The major limitation of this study is the cross-sectional design which it is impossible to determine causal associations. It is plausible that uterine cancer survivors who engage in more PA or walking subsequently report more favorable physical function. Conversely, it is plausible that uterine cancer survivors with poor physical function may be physically unable to engage in PA or walking. Longitudinal studies are now necessary to delineate the direction of the observed associations. If poor physical function limits participation in PA, then it is necessary to identify rehabilitative interventions, such as physical therapy, that will improve or restore levels of physical function sufficient to allow participation in PA. Given the cross-sectional design, a similar relationship exists between impaired physical function and LLL. We used the SF-12 questionnaire to quantify poor physical function in this study. The SF-12 is a valid and reliable subjective measure of physical function [12]. However, it is likely that the two questions used in the SF-12 did not fully capture physical function.

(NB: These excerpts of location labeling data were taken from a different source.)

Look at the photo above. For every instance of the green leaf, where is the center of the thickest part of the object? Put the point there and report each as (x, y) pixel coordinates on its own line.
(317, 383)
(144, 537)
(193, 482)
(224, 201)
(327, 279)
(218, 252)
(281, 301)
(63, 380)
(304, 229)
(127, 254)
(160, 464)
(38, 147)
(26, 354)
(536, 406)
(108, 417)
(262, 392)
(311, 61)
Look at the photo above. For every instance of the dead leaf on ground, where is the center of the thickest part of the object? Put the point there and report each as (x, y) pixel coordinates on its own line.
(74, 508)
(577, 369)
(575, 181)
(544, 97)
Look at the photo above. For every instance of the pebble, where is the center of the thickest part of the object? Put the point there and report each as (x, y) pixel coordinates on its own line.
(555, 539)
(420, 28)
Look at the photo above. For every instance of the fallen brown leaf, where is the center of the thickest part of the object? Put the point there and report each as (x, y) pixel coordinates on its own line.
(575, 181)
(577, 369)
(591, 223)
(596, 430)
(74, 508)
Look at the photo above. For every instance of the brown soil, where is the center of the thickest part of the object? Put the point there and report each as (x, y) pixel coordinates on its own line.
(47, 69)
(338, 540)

For example, participants may have experienced challenges in instrumental activities of daily living that negatively impact quality of life such as bathing or toileting. Therefore, our study may underestimate the prevalence of poor physical function among uterine cancer survivors. The Working Group on Health Outcomes for Older Persons with Multiple Chronic Conditions recommends the use of a self-reported questionnaire of general health (such as the SF-36 or SF-12), with follow-on objective measures, such as gait speed, for clinical and research activities [46]. PA in our study was self-reported. Self-reported PA is valid and correlated with objective measures of PA [47], however it is plausible that participants in our study may have misreported their PA due to inaccurate recall and subsequent reporting bias. Another limitation to our study was LLL was self-reported [5]. The current gold-standard method to diagnosis LLL is circumferential measures of the lower limbs. However, this method has not been adopted for use in routine clinical care [4]. Our method to assess LLL relied on symptoms using a self-report questionnaire that was validated against circumferential measures of the lower limbs, and had excellent psychometric characteristics [27].
Conclusion
Using a validated self-report questionnaire [12], 35% of uterine cancer survivors had difficulty completing moderate-intensity activities and climbing several flights of stairs. Higher levels of PA and walking associate with a lower likelihood of reporting poor physical function in dose-response fashion, such that the group who engaged in the highest levels of PA or walking reported the smallest proportion of cases of poor physical function. Interventions designed to improve physical function through rehabilitation, exercise, and physical activity should be considered and investigated in future studies. Furthermore, the presence of LLL associates with a higher likelihood of reporting poor physical function. Interventions to reduce the incidence of LLL, and improve physical function among those with LLL should also be investigated in future studies.
Footnotes
Conflicts of Interest
The authors declare there are no conflicts of interest.